The field of ideas is separate from what we call reality, so in any case, I was not considering Plato. It's quicker to turn the problem upside down.
In the context of a videogame, I am my avatar. I might be picking my nose while the avatar nukes a city, my behavior has no whatsoever effect except for my inputs to the game. So, are we going to call real my nose picking, which cannot be detected at all and has no whatsoever bearing to the action, or are we going to call real whatever happens in the game? We are going to choose the second. Our reality is still important, it is the only thing that permits the videogame to exist as an abstraction. just like the kingdom of a god has bearing in our reality, if any exists.
Or let's consider a simulation, a game of chess. the universe in the game of checkers is the board, from the point of view of the pawn, that is called reality. Interactions have definitive consequences just like real stuff does for us. In fact nothing else is real for the pawn, we sure are not real, because in the abstraction called a game of chess, the nature of the player is irrelevant, there are only moves.
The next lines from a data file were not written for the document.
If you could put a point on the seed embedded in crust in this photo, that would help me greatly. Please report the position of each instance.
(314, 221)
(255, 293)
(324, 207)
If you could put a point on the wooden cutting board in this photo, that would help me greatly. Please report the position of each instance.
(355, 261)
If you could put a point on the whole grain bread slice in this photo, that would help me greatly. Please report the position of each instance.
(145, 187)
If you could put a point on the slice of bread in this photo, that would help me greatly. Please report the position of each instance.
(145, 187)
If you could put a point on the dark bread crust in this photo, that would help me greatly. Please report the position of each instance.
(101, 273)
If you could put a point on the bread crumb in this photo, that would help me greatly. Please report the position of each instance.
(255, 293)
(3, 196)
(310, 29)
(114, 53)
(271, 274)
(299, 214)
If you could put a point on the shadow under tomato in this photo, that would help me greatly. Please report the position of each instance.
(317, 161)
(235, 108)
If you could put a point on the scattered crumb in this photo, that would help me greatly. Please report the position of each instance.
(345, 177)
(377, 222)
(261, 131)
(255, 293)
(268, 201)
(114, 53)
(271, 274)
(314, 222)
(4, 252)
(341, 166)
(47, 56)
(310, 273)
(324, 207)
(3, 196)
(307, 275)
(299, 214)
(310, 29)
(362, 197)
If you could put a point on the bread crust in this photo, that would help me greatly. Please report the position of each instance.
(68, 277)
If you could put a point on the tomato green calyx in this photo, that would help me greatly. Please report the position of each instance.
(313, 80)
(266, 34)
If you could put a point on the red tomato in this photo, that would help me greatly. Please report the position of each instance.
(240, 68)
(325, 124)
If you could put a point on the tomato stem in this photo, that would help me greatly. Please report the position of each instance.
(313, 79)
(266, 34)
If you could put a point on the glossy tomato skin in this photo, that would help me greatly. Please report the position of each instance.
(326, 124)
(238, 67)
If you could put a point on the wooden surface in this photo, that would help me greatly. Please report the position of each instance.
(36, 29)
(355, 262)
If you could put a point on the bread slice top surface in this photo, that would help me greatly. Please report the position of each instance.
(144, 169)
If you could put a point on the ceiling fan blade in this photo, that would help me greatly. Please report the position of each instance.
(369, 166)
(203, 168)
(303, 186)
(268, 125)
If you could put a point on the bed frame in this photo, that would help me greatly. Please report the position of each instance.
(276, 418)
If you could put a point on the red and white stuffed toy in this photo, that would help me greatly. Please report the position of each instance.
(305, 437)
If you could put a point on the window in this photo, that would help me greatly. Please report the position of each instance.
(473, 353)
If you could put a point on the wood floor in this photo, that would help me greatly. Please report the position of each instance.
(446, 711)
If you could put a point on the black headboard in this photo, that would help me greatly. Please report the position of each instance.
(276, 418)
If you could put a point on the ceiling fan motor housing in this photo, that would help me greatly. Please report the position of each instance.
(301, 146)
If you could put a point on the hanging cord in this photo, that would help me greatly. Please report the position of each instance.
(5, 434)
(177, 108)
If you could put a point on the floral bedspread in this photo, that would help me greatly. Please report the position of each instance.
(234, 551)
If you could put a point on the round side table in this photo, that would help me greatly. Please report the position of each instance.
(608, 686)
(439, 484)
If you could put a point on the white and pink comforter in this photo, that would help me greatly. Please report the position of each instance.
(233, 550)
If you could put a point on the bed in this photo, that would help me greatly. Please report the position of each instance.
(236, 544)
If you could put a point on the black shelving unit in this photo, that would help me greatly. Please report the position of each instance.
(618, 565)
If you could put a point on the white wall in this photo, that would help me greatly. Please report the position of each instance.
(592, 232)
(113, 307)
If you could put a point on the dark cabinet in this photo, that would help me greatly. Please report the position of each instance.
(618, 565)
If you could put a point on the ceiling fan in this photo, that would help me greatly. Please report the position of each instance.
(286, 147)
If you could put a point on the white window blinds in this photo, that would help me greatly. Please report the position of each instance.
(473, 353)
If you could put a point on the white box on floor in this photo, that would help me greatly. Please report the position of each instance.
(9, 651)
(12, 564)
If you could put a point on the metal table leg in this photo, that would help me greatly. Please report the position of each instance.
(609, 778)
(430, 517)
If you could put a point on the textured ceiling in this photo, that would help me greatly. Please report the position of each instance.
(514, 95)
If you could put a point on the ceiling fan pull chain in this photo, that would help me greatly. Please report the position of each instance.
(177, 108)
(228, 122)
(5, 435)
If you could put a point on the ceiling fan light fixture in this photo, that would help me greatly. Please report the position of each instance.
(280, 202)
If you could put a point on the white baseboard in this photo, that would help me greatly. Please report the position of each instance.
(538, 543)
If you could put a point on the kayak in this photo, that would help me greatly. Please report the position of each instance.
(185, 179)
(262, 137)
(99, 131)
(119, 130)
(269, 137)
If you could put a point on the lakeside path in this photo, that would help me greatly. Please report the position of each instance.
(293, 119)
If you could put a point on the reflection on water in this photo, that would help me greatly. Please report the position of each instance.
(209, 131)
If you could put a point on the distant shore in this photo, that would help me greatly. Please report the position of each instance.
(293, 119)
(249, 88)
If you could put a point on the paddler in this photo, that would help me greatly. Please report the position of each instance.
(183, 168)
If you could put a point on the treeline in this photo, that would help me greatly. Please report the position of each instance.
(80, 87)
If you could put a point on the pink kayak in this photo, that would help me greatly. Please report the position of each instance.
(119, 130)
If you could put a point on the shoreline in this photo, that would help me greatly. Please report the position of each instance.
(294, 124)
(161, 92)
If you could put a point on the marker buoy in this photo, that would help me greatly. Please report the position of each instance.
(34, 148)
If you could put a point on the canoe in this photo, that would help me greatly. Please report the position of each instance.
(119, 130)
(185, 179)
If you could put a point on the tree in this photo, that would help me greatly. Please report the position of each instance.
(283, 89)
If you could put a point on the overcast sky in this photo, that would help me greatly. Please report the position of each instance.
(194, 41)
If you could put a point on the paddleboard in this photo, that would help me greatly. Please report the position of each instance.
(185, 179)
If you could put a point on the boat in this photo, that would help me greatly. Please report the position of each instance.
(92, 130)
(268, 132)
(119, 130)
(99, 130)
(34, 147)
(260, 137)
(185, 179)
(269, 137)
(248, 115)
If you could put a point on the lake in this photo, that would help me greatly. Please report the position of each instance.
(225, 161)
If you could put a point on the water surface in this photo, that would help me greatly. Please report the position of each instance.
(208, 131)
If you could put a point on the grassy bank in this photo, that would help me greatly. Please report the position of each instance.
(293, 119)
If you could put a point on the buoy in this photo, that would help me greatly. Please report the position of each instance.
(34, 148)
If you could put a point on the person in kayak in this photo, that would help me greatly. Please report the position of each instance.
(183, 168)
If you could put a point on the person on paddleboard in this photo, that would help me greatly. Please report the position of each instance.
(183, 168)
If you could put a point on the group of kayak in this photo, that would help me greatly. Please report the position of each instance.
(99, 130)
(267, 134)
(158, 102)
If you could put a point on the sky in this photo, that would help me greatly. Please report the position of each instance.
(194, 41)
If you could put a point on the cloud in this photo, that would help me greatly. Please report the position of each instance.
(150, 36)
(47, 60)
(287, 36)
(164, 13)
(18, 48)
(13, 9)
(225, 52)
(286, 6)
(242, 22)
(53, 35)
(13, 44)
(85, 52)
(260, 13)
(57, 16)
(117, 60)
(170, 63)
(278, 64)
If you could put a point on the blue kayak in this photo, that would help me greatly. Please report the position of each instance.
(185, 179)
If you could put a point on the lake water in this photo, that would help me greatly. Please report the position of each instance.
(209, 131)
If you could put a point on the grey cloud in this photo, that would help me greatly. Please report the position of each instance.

Reality for a Conway's game of life creature is about cells being empty or full, nothing more, nothing less is real.
Reality for us is all the things we can directly or indirectly or potentially experience. What makes reality behave like this? an ARBITRARY set of rules and who knows what more. A god behind those rules? we cannot tell.
Reality is the name given to an abstraction by agents belonging to that same level of abstraction. Simulation is what has one more level of abstraction. The creator hypothetically resides in one less level of abstraction.